Huckarde wußte nicht, was antworten.

»Ritterhausen, was tun Sie an mir?« sagte er mit gepreßter Brust.

»Danken Sie mir nicht, Herr von Huckarde, nur das nicht,« fiel Ritterhausen ein. »Was ich an Ihnen tue? Nichts, gar nichts – Sie wissen, ich bin ein alter eingefleischter Egoist. Ich habe eine Schuld gegen Ihren Vater auf dem Herzen, Richard, eine Schuld der Härte und der Rücksichtslosigkeit ... und nun will es das Schicksal, daß ich Gelegenheit finde, etwas davon abzuschütteln, das heißt, wenn Sie gegen mich alten Mann die Güte haben, es sich so gefallen zu lassen... Glauben Sie mir, Herr von Huckarde, zu danken brauchen Sie mir nicht!«

Ritterhausen sprach dies mit einer ungewöhnlichen Feierlichkeit, so daß man sah, es kam ihm tief aus seinem Herzen.

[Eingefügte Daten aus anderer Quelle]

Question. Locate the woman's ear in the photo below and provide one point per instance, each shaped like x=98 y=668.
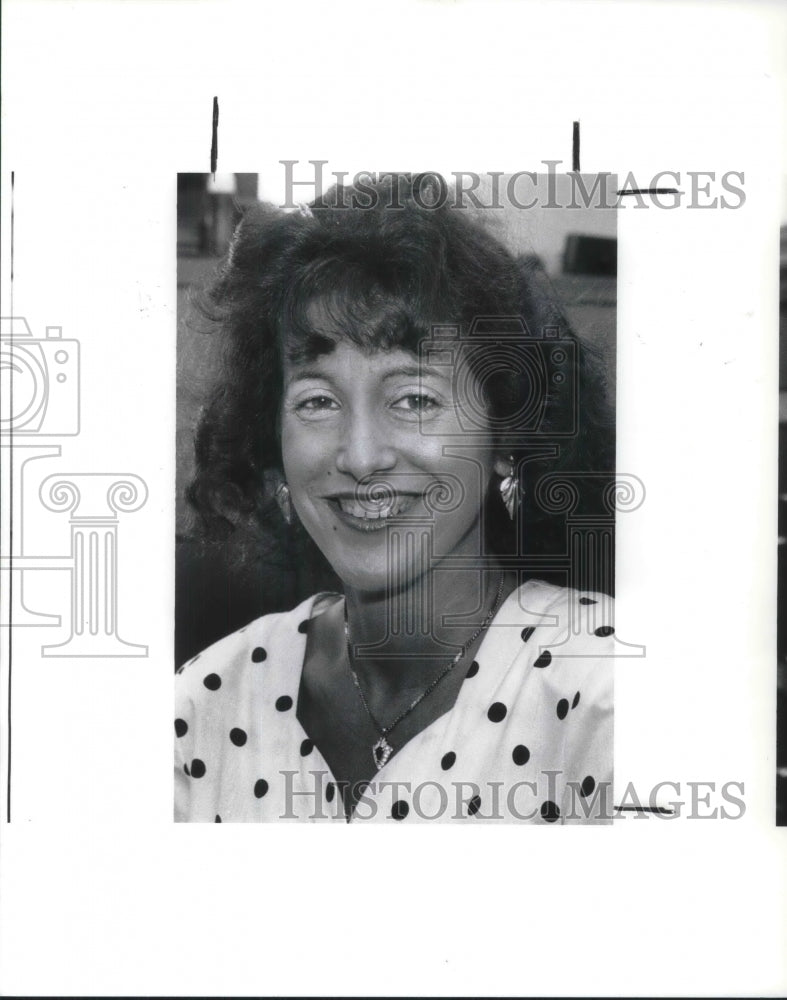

»Nicht mit Worten ... wie könnt' ich danken mit Worten,« sagte Richard, »aber,« fuhr er fort, Sibyllens Hand ergreifend, »durch die Tat, durch ein Leben, das ich Ihrem Kinde weihe.«

»Den Dank nehme ich an,« fiel Ritterhausen ein. »Und wahrhaftig, Sibylle hat es ein wenig um Sie verdient. Sie hat gespart und gesorgt und ihr Auge hat diese Burg umkreist wie ein Falke seine Beute, bis der Augenblick gekommen, diese Beute zu erfassen.«

Und damit legte Ritterhausen seine Tochter in Richards Arme, der sie mit feuchtschimmernden Wimpern an sein Herz preßte.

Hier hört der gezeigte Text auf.